SMALL CAP MOVERS: Ondine Biomedical makes debut on AIM as slew of late IPOs make for a busy end of the year
If party season in the Square Mile looks set to be a washout again this year, at least its inhabitants of bankers, lawyers and accountants have plenty of work to occupy them in the coming few weeks with a slew of late IPOs ready to go live.
Normally, December is a quiet period for new listings. Not so this time around.
In all, we are expecting eight flotations between now and the end of 2021, according to the London Stock Exchange’s pages tracking new issue activity.
All are set to join the junior AIM market, which has grown at such a rapid pace this year that there may be a little post-yuletide indigestion.
For the new year, there’s only one IPO in the LSE’s calendar currently – Recycling Technologies Group – which suggests City advisors are keeping their powder dry.
If we emerge with the markets intact (no racing certainty given the Nasdaq tank on Thursday night) the tap may start running velocity again. At this stage, it is a case of wait and see.
Looking at the wider market for growth stocks, the AIM All Share has fallen 2.6 per cent over the last five trading days, underperforming the FTSE 100, which was flat over that period.
One IPO that flew under the radar but most likely will start to make a splash in the coming weeks was that of Ondine Biomedical.
The market reaction has been tepid with the shares trading sideways on negligible volumes.
However, the Vancouver-based group is very on trend with laser-based technology that has the potential to kill Covid (in whatever incarnation) and may also help defuse the ticking time-bomb of multi-drug-resistant infections that is at the root of hospital-acquired illnesses.
The process is called photodisinfection and it has been used in Canadian hospitals and clinics for a decade or so now.
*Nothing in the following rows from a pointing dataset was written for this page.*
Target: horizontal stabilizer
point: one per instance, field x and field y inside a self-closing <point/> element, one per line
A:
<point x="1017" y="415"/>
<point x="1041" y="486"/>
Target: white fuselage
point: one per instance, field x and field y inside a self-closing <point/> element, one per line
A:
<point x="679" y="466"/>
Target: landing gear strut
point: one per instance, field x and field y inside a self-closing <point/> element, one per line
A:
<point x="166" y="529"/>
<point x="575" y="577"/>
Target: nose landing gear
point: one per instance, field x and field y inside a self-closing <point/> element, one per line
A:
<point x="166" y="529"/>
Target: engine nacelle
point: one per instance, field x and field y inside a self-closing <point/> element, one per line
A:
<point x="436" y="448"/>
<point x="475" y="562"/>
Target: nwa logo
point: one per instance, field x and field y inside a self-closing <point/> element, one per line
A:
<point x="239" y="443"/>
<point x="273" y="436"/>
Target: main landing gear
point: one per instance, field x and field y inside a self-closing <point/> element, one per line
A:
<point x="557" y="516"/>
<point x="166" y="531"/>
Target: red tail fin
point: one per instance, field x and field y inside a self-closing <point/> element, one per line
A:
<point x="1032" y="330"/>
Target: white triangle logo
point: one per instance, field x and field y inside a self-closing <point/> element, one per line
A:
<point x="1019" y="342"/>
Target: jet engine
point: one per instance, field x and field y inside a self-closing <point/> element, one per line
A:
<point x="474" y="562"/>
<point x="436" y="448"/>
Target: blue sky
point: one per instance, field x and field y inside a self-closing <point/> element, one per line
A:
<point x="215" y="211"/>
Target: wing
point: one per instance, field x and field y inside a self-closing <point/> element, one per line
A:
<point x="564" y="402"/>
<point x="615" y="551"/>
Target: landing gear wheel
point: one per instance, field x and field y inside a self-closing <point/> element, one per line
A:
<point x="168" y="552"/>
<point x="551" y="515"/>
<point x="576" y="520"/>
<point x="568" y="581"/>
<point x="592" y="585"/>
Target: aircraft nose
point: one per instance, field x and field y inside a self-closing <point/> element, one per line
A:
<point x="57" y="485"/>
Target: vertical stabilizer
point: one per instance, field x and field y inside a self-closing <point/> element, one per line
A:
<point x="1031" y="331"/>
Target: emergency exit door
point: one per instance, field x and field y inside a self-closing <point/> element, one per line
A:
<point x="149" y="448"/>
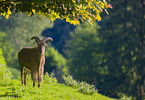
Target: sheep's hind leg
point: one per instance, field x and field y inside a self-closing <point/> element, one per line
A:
<point x="25" y="75"/>
<point x="33" y="74"/>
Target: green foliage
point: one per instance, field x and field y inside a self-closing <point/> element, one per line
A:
<point x="83" y="87"/>
<point x="125" y="98"/>
<point x="53" y="59"/>
<point x="49" y="78"/>
<point x="5" y="74"/>
<point x="84" y="59"/>
<point x="72" y="10"/>
<point x="47" y="91"/>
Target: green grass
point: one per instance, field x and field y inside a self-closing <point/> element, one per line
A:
<point x="48" y="91"/>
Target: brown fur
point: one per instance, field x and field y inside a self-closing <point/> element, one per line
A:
<point x="33" y="61"/>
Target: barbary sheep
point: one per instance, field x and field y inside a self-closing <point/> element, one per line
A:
<point x="33" y="59"/>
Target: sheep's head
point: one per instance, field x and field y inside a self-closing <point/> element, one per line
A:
<point x="41" y="43"/>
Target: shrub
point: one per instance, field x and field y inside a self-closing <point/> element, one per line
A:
<point x="83" y="87"/>
<point x="5" y="74"/>
<point x="49" y="78"/>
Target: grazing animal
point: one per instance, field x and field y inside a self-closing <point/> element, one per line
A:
<point x="33" y="59"/>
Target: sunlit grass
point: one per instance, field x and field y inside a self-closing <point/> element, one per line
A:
<point x="48" y="91"/>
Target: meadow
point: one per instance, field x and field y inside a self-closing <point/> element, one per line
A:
<point x="50" y="90"/>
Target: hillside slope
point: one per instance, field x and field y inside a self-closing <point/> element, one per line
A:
<point x="48" y="91"/>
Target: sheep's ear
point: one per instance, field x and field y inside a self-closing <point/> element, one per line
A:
<point x="47" y="39"/>
<point x="37" y="39"/>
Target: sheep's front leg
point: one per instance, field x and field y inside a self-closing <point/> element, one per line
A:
<point x="25" y="75"/>
<point x="33" y="74"/>
<point x="40" y="76"/>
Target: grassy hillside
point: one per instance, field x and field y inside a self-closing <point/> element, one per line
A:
<point x="12" y="89"/>
<point x="48" y="91"/>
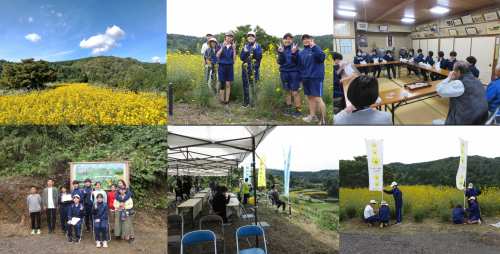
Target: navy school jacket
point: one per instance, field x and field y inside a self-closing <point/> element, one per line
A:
<point x="74" y="211"/>
<point x="226" y="57"/>
<point x="398" y="195"/>
<point x="384" y="213"/>
<point x="256" y="54"/>
<point x="312" y="63"/>
<point x="101" y="212"/>
<point x="287" y="60"/>
<point x="458" y="213"/>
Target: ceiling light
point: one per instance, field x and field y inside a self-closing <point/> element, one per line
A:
<point x="438" y="9"/>
<point x="347" y="13"/>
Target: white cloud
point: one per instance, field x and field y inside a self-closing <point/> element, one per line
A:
<point x="33" y="37"/>
<point x="104" y="42"/>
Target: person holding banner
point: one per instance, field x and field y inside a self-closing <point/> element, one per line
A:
<point x="398" y="199"/>
<point x="370" y="213"/>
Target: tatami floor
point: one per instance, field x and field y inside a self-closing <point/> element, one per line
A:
<point x="418" y="113"/>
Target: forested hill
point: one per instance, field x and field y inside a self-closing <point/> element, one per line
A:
<point x="307" y="175"/>
<point x="112" y="71"/>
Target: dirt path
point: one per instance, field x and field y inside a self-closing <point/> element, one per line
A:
<point x="460" y="242"/>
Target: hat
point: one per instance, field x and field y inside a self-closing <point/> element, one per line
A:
<point x="287" y="34"/>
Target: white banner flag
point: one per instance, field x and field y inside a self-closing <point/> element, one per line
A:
<point x="462" y="166"/>
<point x="374" y="155"/>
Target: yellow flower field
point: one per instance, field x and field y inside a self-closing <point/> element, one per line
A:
<point x="418" y="198"/>
<point x="79" y="104"/>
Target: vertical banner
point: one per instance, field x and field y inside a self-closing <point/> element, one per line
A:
<point x="462" y="165"/>
<point x="374" y="155"/>
<point x="262" y="171"/>
<point x="287" y="171"/>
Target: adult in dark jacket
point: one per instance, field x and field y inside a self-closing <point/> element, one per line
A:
<point x="475" y="212"/>
<point x="459" y="214"/>
<point x="219" y="204"/>
<point x="468" y="102"/>
<point x="398" y="199"/>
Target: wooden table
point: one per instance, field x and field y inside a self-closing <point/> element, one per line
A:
<point x="196" y="206"/>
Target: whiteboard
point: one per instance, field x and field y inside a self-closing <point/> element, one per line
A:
<point x="446" y="46"/>
<point x="483" y="49"/>
<point x="462" y="47"/>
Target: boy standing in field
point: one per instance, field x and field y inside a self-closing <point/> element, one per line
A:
<point x="312" y="72"/>
<point x="288" y="59"/>
<point x="50" y="196"/>
<point x="250" y="55"/>
<point x="226" y="55"/>
<point x="34" y="206"/>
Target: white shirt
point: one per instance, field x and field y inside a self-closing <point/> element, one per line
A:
<point x="369" y="212"/>
<point x="50" y="199"/>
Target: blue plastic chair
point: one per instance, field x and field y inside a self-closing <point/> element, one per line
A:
<point x="197" y="237"/>
<point x="250" y="231"/>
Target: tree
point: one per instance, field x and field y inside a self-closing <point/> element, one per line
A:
<point x="28" y="74"/>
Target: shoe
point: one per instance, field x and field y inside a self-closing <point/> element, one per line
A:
<point x="310" y="119"/>
<point x="297" y="114"/>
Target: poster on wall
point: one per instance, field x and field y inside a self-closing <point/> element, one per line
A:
<point x="362" y="41"/>
<point x="107" y="173"/>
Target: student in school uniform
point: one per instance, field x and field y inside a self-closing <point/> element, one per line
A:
<point x="427" y="60"/>
<point x="373" y="56"/>
<point x="358" y="59"/>
<point x="472" y="65"/>
<point x="389" y="57"/>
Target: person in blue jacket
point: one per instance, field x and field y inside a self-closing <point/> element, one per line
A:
<point x="398" y="199"/>
<point x="459" y="214"/>
<point x="450" y="62"/>
<point x="210" y="57"/>
<point x="75" y="210"/>
<point x="384" y="214"/>
<point x="475" y="212"/>
<point x="472" y="65"/>
<point x="100" y="218"/>
<point x="493" y="94"/>
<point x="312" y="72"/>
<point x="376" y="68"/>
<point x="358" y="59"/>
<point x="250" y="55"/>
<point x="63" y="208"/>
<point x="427" y="60"/>
<point x="88" y="202"/>
<point x="389" y="57"/>
<point x="288" y="59"/>
<point x="226" y="55"/>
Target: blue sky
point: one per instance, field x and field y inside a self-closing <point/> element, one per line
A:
<point x="67" y="30"/>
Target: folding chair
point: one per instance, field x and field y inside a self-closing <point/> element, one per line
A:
<point x="250" y="231"/>
<point x="198" y="237"/>
<point x="173" y="239"/>
<point x="213" y="219"/>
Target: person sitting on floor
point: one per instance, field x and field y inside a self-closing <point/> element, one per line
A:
<point x="468" y="103"/>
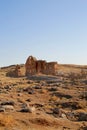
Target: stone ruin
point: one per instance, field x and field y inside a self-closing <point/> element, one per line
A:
<point x="34" y="66"/>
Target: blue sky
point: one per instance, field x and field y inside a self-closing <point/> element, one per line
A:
<point x="54" y="30"/>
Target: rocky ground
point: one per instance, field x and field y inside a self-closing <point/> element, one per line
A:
<point x="42" y="102"/>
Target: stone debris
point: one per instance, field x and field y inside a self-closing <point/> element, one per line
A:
<point x="34" y="66"/>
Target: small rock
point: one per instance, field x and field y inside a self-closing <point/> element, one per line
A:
<point x="8" y="107"/>
<point x="30" y="109"/>
<point x="8" y="103"/>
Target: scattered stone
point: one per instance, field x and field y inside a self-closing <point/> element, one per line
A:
<point x="57" y="111"/>
<point x="8" y="108"/>
<point x="2" y="109"/>
<point x="8" y="103"/>
<point x="29" y="90"/>
<point x="29" y="109"/>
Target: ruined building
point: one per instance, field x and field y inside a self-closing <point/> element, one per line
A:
<point x="34" y="66"/>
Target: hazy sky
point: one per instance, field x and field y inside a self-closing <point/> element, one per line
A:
<point x="54" y="30"/>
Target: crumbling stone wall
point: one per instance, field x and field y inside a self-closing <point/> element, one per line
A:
<point x="34" y="66"/>
<point x="51" y="68"/>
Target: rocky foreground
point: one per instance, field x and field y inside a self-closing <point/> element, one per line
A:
<point x="43" y="102"/>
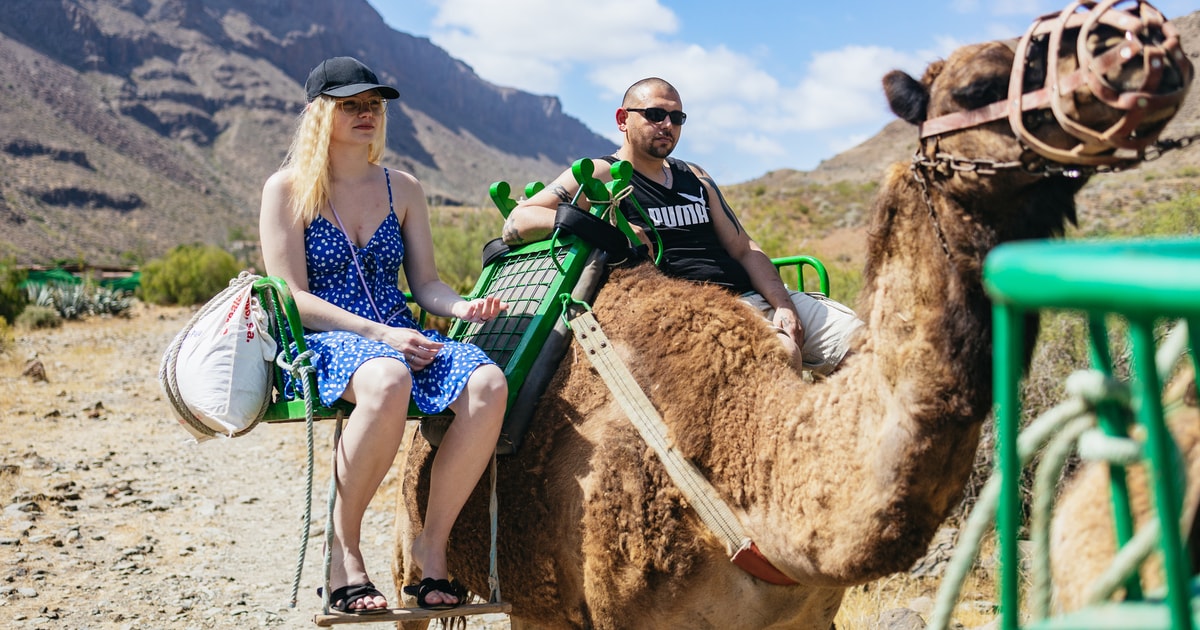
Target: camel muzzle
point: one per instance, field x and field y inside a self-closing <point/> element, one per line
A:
<point x="1127" y="76"/>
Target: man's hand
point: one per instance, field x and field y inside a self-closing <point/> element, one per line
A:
<point x="786" y="321"/>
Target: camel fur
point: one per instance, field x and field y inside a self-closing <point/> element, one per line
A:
<point x="839" y="481"/>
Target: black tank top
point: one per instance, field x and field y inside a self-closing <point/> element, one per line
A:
<point x="682" y="216"/>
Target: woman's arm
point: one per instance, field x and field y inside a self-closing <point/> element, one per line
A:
<point x="429" y="291"/>
<point x="283" y="255"/>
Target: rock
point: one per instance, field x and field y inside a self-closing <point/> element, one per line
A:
<point x="901" y="619"/>
<point x="35" y="371"/>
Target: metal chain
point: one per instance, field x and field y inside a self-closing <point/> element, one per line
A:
<point x="1047" y="169"/>
<point x="929" y="203"/>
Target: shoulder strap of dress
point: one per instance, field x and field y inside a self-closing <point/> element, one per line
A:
<point x="387" y="178"/>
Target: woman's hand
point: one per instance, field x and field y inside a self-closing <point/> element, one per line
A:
<point x="480" y="310"/>
<point x="418" y="349"/>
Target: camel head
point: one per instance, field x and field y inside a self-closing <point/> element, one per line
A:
<point x="1085" y="89"/>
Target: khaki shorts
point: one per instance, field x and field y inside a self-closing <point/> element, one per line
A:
<point x="828" y="327"/>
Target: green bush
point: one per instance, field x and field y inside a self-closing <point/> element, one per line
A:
<point x="37" y="317"/>
<point x="187" y="275"/>
<point x="78" y="300"/>
<point x="5" y="336"/>
<point x="12" y="298"/>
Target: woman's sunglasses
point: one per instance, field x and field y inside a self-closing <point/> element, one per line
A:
<point x="352" y="107"/>
<point x="657" y="114"/>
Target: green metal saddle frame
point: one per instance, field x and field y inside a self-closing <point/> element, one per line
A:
<point x="526" y="341"/>
<point x="1140" y="282"/>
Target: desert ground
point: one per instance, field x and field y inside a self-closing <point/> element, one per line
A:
<point x="114" y="519"/>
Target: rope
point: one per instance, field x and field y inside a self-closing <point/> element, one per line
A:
<point x="329" y="510"/>
<point x="1073" y="419"/>
<point x="169" y="359"/>
<point x="493" y="576"/>
<point x="300" y="370"/>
Sticking with the healthcare sector, but with a degree of frustration at the peculiarities of share price movements at this end of the market, it is hard to understand the seeming collapse in sentiment underpinning Rua Life Sciences (down 40 per cent) and Genedrive (off 39 per cent this week and 42 per cent since December 9).
Covid test maker Genedrive has seen shares tumble 39% this week
The former furnished the market with its interims (largely irrelevant at this stage in its development), said it was flush with cash, and told the market of a change in the regulatory process around its vascular grafts.
‘Ah,’ you might say. ‘The grafts bit, there’s the problem.’ Well, yes and no.
The grafts news was already in the market. After that it is hard to see just which further detail has placed investors in fright mode.
With no news this week, the drop in Genedrive is hard to explain other than it perhaps being a prolonged bout of profit-taking after a spike in the share price in late November.
Anyway, after these two head-scratchers, something a little more straightforward and positive: Shield Therapeutics was rewarded with a 25 per cent mark-up to its value this week after it revealed it is making headway with the large companies that stock pharmacies across the US.
Agreements with these ‘pharmacy benefit managers’ means its treatment for iron deficiency is now available on a marketplace that serves 40million patients.
Sister companies Open Orphan and Poolbeg, both chaired by serial entrepreneur Cathal Freil, also had a decent week. The latter announced it was moving into oral vaccines in a tie-up with a microencapsulation specialist, resulting in a 16 per cent share price jump.
Meanwhile, there was a flurry of follow-on buying after last Friday’s news that Open Orphan had landed a £10million contract to carry out an influenza human challenge study. The shares ended the week 14 per cent better off.
It has also been a better week for Bahamas-based Challenger Energy, which rose 36 per cent after concluding a negotiation that slashes its debt.
Ending where we stared – ‘IPOsville’ – Libertine Holdings is one to watch. It is the maker of linear electrical machines and software which can produce up to a third more power from renewable fuels than traditional motors. It is hoping to raise £10million from its AIM float.